Cholangiocarcinoma: Ask the Questions
Hopefully, you have been fortunate enough to never have heard the word “cholangiocarcinoma” come from the lips of a doctor or a loved one. Unfortunately, I cannot say the same…
What in the world is Cholangiocarcinoma?
Cholangiocarcinoma is a rare cancer, which is also known as cancer of the bile duct. The ducts of the liver and duct of the gallbladder come together to form the common bile duct. The gallbladder is connected to the liver. Cholangiocarcinoma (bile duct cancer) is not only rare, it has a terrible prognosis, rapidly progresses, and is often caught in advanced stages.
The American Cancer Society reports that approximately 8,000 people are diagnosed with cholangiocarcinoma each year in the United States. To put that into perspective; breast cancer, which is one of the most common types of cancer is expected to have over 325,000 new cases diagnosed this year in the United States. Many studies report the median survival rate of cholangiocarcinoma to be about 6 months depending on the location and extension. So in summary, it’s a pretty awful, horrible, horrible, horrible diagnosis.
The Challenge of Rare Disorders
One challenge with rare disorders, such as cholangiocarcinoma is that there is typically less data on different treatment options and there are few providers who are experienced with treating the disorder. It is so rare that several doctors have not heard of this form of cancer.
A True Story…
If there is one thing I recommend, it is to ALWAYS ask your questions! My previously healthy brother who is also my very best friend was diagnosed on MRI with cholangiocarcinoma at the young age of 41 years old (the average age of diagnosis is 71 y.o.).
On the day of diagnosis, I entered his hospital room and saw tears streaming down his face, as a medical intern informed him of the diagnosis, telling him that the prognosis was poor and nothing could be done and she anticipated a few months left. I was shocked at the delivery of this news by the intern. I asked for a surgical consult to evaluate if surgery would be an option, and my brother agreed he would like to have a surgeon’s input. The intern again informed us that surgery would not be an option, so there was no point. I continued to insist that we would like to hear that opinion from the surgery team themselves.
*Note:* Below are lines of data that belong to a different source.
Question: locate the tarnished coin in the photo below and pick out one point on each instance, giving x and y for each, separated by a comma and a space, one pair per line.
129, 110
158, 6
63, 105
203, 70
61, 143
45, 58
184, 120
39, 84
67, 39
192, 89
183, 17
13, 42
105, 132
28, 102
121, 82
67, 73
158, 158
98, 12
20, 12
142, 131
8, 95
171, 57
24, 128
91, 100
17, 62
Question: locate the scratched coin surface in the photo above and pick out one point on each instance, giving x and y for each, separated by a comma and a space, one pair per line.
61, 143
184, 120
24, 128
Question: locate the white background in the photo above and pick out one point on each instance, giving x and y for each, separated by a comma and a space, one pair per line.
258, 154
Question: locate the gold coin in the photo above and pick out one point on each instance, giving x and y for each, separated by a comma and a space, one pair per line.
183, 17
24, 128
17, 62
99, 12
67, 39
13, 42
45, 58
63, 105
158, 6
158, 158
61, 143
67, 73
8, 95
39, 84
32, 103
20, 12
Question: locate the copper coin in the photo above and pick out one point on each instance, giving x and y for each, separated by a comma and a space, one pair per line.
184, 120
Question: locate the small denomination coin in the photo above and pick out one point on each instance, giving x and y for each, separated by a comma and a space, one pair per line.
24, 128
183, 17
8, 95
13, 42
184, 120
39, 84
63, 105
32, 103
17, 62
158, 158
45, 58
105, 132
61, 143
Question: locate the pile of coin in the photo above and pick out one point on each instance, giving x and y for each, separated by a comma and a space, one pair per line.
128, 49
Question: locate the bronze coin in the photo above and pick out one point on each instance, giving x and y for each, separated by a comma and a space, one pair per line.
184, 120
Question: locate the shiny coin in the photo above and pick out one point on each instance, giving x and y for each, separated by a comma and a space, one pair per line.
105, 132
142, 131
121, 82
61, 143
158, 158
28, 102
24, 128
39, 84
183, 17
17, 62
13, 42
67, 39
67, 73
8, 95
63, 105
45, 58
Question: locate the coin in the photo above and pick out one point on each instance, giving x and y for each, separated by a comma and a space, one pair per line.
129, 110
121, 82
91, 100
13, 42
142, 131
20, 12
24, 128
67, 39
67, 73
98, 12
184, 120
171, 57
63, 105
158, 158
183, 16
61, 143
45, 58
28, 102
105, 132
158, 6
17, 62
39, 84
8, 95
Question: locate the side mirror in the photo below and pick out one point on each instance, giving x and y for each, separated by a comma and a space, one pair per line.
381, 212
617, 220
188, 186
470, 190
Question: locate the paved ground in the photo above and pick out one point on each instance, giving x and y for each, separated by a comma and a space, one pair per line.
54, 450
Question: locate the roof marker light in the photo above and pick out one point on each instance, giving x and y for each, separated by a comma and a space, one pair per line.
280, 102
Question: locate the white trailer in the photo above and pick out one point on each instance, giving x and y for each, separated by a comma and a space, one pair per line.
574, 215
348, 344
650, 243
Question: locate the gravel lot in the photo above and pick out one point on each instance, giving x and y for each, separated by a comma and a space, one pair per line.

My brother (like most people) had no idea what the difference between an intern, attending physician, or specialist was. (To learn more about these titles, read our blog: PA, NP, MD, DO, Resident, Fellow…How Are These Titles Different? ) Knowing that the doctor was an intern and it was the end of July, I knew that the intern had just started her training at the hospital (typically interns start their internship on July 1st). I found this to be out of her scope of practice, to share such news to a patient without asking for a surgeon’s input, especially after the patient/family’s request. The intern may have not realized so early in her career the negative impact her briskness on the situation may have caused in, this case, my brother’s life. Finally, I asked if she would bring our request for a surgical evaluation to her attending physician. The intern agreed to this, and that day my brother was evaluated by a surgeon, who stated that based on the imaging, he was confident he could remove the entire tumor surgically. One week later my brother underwent a successful 13-hour surgery. Fast forward to 3 years later…I just finished having dinner with my brother, sister-in-law, and their 4 children. My brother is healthy and living his life to his fullest with a great quality of life. That one question made a world of difference!
The Moral of The Story:
The moral of the story is NEVER hesitate to ask your questions. Regardless of whether it is an intern, attending, or even an oncology specialist; ask your questions. If what you hear does not seem right, ask again, and get more information and opinions. It may very well be that you will get the same answer from 2 or 3 healthcare providers, but that will just help confirm that you are making the right decision. Healthcare providers each have their own way of practicing and one doctor may have a different medication or surgical technique that the other doesn’t practice. This is important when looking at any medical issue, but ESPECIALLY important when it comes to cancer. Nonetheless, a RARE CANCER.
Private Patient Advocate:
As private patient advocates, Pathway Patient Advocates can help you navigate and support you through this challenging journey. Thankfully, more recently, there have been wonderful advances in cholangiocarcinoma and great resources available. I have found the Cholangiocarcinoma Foundation to be an excellent resource for patients.